Las ramas de los árboles tullidos se agitaron y la tierra comenzó a girar de nuevo como mi pensamiento dentro de mi cabeza. Entré en el portal como en un mausoleo. El buzón estaba vacío, mudo, era domingo, uno más y la cartera, Cristina, no iba a aparecer, ese día no. Subir los peldaños de dos pisos para alguien tan fatigado, es un mundo. Entre los dos pisos hay un descansillo, un pequeño rectángulo oscuro donde nunca me paro salvo que me falten las fuerzas. Tomé aire para bucear manoteando la penumbra y la pared blanca hasta el otro descansillo donde está la puerta de casa. Cerrada. Ya sólo pensaba en entrar, despachar las sandalias libremente donde cayeran, sentarme en el viejo sillón que según Alda es tan incómodo y ponerme una película seria sobre aprender a vivir, por ejemplo Sopa de ganso de los Hermanos Marx. Nada tendré que hacer ya. En casa no puedo agacharme ni auparme para coger un libro o limpiar el polvo de los muebles, necesito ayuda para hacer la cama y para ducharme, así que es razonable que mis días de recadero trae–cosillas hayan muerto.

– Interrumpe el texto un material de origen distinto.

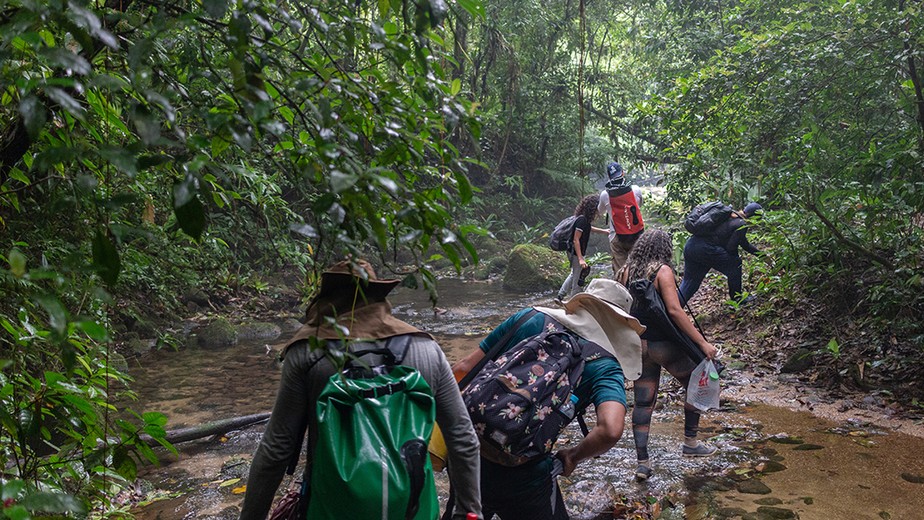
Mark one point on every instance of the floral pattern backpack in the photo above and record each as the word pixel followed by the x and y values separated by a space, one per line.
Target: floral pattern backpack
pixel 520 401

Me sentía como un vagabundo que puentea bajo los techos de las habitaciones de la casa, que vive otras vidas, la de Quico y Valeria, los niños que no paran de corretear por el piso de arriba; la del festival de martillo, sierra y taladradora del vecino de al lado, el ucraniano, que debe llamarse “buenos días”, las únicas palabras que intercambiamos mientras sonrío y sigo subiendo o bajando, algún día le explicaré que yo no me llamo así; la vida de la hermana de María, mi vecina de abajo, que todas las mañanas cuando va de visita se pone a dar arcadas depresivas, tampoco sé su nombre pero más de una vez la he visto en su casa, si nos encontramos en el portal y le doy los buenos días, ella me agarra fuerte del brazo, esboza una media sonrisa y sigue su camino murmurando entre dientes.
Alda no dijo nada cuando entramos, es más, desde que formalizó oralmente mi despedida, no hemos vuelto a hablar del tema. Medio adormilado, con una postura desgalichada y el runrún lejano de la película zumbando en mis oídos, fui asimilando, ¡qué remedio!, que la nada existe. Y a pesar de todo pienso que la vida sigue y sigue... y que le debo una buena misa, participativa y concelebrada a Néstor, yo solito y feliz en el último banco.